暁斗の書斎で見たデッサンそのままの、美しい女性だった。『ただ君と、共に白髪の生えるまで』という言葉が、美咲の脳裏に蘇る。
「美影ちゃん!」
朱里が駆け寄る。美影も美咲と同じように、肌を露わにした水着姿だった。しかし、暁斗の反応は全く違った。
「風邪をひいたらどうする」
暁斗は慌てたようにバスタオルを手に取り、美影の肩に巻きつけた。その手つきは、まるで壊れ物を扱うかのように優しかった。
美咲の胸に、鋭い痛みが走る。
そうだ。本当に愛しているのなら、その人の美しさを衆目に晒したりはしない。誰にも見せず、自分だけのものとして大切に隠すはずだ。
暁斗がこれほどまでに美影を忘れられない理由が、分かった気がした。自分の入る隙など、最初からなかったのだ。
部屋に戻った美咲は、携帯電話を手に取った。留学エージェントからの返信が届いている。ビザの手続きは順調に進んでいるようだった。
美咲は立ち上がり、クローゼットの奥から小さな宝石箱を取り出した。暁斗から贈られたネックレス、イヤリング、ブレスレット。全てが高価な品物だった。
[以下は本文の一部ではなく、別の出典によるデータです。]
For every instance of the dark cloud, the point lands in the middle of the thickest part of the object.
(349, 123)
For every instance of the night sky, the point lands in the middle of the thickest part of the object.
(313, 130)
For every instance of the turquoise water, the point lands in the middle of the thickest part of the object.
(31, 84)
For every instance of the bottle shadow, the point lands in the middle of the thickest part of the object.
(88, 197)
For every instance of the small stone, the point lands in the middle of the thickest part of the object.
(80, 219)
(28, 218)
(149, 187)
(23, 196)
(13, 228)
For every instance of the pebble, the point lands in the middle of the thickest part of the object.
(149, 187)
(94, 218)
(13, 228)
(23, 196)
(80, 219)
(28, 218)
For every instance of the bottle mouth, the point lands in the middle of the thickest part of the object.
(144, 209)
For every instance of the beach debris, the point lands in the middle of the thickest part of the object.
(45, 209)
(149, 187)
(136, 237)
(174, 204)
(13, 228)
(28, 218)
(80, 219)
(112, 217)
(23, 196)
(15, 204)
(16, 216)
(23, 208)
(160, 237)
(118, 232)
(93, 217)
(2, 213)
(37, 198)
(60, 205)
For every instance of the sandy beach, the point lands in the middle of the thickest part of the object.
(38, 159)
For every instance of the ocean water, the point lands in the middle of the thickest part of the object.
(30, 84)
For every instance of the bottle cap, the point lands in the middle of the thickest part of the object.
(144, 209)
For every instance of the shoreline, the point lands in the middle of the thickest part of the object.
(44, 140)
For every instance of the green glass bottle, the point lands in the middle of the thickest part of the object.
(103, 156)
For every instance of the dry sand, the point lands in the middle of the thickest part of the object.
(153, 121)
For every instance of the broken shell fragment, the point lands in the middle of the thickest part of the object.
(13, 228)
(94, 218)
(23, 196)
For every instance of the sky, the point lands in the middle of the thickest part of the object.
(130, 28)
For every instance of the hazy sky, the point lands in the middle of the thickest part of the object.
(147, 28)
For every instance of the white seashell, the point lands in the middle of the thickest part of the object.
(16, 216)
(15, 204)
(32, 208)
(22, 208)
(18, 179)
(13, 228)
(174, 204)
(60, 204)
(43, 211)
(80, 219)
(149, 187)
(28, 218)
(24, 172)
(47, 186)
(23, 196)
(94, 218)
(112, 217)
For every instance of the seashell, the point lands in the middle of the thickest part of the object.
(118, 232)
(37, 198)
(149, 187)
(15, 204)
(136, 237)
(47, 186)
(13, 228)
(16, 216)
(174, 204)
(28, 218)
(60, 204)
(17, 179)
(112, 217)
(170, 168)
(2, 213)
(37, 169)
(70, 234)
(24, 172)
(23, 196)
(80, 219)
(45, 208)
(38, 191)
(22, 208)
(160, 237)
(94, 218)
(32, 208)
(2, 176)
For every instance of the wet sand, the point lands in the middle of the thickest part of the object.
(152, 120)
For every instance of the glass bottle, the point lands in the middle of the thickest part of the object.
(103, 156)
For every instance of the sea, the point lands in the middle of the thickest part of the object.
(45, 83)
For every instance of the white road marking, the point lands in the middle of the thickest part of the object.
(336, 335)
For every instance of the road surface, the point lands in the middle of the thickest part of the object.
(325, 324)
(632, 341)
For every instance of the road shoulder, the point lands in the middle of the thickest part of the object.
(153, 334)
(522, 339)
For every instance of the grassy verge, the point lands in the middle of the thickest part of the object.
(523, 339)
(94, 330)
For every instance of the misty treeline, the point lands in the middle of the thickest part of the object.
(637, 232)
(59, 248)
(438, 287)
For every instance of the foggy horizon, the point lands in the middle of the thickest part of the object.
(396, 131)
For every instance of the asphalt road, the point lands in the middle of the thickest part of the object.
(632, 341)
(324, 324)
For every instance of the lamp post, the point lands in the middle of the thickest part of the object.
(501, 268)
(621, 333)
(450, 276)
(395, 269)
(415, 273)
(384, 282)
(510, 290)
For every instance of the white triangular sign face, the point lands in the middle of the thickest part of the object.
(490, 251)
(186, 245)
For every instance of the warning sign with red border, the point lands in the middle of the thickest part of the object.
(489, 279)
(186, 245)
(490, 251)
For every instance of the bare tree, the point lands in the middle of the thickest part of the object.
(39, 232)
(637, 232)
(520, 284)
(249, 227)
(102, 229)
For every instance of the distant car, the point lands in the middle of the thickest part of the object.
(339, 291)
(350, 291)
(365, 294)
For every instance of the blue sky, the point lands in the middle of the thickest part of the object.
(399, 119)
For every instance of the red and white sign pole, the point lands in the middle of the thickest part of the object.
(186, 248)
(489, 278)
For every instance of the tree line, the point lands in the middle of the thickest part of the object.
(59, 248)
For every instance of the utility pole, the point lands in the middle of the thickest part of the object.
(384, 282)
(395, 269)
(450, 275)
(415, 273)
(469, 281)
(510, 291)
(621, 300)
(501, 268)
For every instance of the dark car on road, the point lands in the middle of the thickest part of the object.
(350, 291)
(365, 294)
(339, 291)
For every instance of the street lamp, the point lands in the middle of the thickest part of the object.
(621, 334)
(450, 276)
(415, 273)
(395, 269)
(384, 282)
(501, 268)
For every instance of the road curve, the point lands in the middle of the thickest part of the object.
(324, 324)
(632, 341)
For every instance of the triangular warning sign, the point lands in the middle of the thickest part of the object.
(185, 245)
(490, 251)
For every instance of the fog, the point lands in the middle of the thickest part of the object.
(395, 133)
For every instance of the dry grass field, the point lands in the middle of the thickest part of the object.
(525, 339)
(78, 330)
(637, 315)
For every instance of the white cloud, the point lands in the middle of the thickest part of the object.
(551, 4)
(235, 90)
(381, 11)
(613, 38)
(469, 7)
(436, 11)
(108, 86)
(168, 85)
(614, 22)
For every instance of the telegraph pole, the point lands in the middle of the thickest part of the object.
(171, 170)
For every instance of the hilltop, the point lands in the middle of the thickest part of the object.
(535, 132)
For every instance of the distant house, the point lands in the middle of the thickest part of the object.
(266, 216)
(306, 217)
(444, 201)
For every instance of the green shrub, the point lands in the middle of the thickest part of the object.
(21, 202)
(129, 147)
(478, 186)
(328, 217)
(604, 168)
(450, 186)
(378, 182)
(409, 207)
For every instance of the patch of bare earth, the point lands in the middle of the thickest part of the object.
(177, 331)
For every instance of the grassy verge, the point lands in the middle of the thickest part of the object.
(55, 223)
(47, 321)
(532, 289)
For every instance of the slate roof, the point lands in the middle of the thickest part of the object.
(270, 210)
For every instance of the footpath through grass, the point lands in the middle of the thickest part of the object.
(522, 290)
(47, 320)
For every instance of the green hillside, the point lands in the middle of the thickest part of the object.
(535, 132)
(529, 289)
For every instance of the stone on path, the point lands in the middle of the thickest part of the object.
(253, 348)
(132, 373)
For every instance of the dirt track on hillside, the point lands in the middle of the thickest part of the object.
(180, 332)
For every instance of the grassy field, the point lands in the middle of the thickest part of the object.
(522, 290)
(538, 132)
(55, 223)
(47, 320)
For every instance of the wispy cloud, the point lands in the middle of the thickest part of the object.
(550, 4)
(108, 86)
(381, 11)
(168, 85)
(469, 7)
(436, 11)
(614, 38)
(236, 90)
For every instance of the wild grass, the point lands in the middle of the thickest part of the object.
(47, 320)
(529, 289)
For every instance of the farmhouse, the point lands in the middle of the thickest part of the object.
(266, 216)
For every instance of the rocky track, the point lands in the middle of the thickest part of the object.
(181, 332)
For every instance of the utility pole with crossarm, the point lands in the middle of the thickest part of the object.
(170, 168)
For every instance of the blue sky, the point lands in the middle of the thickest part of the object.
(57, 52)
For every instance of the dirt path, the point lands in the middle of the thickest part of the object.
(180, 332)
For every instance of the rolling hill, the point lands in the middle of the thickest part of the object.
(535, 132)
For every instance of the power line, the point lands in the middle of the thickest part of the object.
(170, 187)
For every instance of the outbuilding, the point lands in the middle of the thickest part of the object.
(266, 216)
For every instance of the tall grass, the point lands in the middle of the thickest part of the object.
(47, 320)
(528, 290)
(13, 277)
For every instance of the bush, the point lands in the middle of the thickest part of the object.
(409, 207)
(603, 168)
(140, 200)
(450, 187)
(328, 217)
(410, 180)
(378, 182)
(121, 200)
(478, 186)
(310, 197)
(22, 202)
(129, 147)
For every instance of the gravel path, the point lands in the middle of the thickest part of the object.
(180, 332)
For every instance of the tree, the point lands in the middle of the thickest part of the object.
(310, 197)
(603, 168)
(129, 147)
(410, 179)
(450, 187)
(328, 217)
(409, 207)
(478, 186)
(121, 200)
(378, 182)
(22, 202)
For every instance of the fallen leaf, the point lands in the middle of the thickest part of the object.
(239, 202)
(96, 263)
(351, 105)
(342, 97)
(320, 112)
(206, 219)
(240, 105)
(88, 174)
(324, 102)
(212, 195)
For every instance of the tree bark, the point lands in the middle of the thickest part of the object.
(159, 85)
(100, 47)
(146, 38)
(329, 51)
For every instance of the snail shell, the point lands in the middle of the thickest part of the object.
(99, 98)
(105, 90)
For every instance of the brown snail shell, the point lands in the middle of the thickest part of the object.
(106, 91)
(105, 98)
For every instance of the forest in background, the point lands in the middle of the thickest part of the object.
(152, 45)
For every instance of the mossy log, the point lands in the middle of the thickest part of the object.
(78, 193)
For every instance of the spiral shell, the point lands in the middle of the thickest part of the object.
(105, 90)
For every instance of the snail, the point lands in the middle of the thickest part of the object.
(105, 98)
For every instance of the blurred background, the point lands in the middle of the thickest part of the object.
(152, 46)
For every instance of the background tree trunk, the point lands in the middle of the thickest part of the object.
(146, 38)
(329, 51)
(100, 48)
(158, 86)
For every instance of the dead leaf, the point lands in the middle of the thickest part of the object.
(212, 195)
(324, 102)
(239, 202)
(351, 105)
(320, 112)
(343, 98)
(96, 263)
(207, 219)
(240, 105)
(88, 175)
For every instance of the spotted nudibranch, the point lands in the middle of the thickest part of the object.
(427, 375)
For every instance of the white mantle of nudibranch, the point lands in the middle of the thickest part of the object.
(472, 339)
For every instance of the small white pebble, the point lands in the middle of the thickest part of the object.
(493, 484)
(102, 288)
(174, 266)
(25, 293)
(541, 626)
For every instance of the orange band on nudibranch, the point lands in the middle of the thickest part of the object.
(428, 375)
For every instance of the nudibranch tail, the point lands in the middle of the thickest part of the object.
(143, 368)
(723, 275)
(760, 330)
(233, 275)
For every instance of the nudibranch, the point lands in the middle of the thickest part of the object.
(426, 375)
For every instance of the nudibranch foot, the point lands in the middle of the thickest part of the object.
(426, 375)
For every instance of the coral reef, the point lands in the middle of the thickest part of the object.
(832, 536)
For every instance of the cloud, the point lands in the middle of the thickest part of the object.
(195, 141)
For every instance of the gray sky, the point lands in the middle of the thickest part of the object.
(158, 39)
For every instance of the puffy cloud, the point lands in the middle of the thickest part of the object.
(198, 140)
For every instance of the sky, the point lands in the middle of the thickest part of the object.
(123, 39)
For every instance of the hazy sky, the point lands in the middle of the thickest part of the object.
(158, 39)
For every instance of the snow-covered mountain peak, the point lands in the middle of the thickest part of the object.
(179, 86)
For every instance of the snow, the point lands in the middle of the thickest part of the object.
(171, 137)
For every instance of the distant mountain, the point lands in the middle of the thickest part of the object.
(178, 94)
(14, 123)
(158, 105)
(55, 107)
これらを売れば、留学費用の足しになる。奪われた時間と機会に対する、正当な対価として。
「美咲ちゃん」
朱里の声が廊下から聞こえた。美咲は宝石箱を急いで隠す。
「美影ちゃんがプールで冷えちゃったの。生姜湯を作ってもらえる?」
かつて美咲は、暁斗のために毎日欠かさず生姜湯を作っていた。でも今はもう、作っていない。
「お祖父様から言われたでしょう?兄さんの世話をするのが、あなたの役目だって」
朱里の声には、美咲を所有物として扱う響きがあった。
美影も現れ、猫なで声で言った。
「暁斗から、あなたのお料理はとても上手だと聞いているわ」
女主人としての優位性を見せつけるような、その態度。美咲の中で何かが音を立てて崩れた。
「作ってあげなさい」
暁斗の声が、背後から聞こえる。いつものように、当然のことを要求する口調だった。
美咲は振り返った。暁斗、朱里、美影。三人が美咲を見下ろしている。
「お断りします」
美咲の声は、静かだが確固としていた。三人の表情が、一瞬で凍りついた。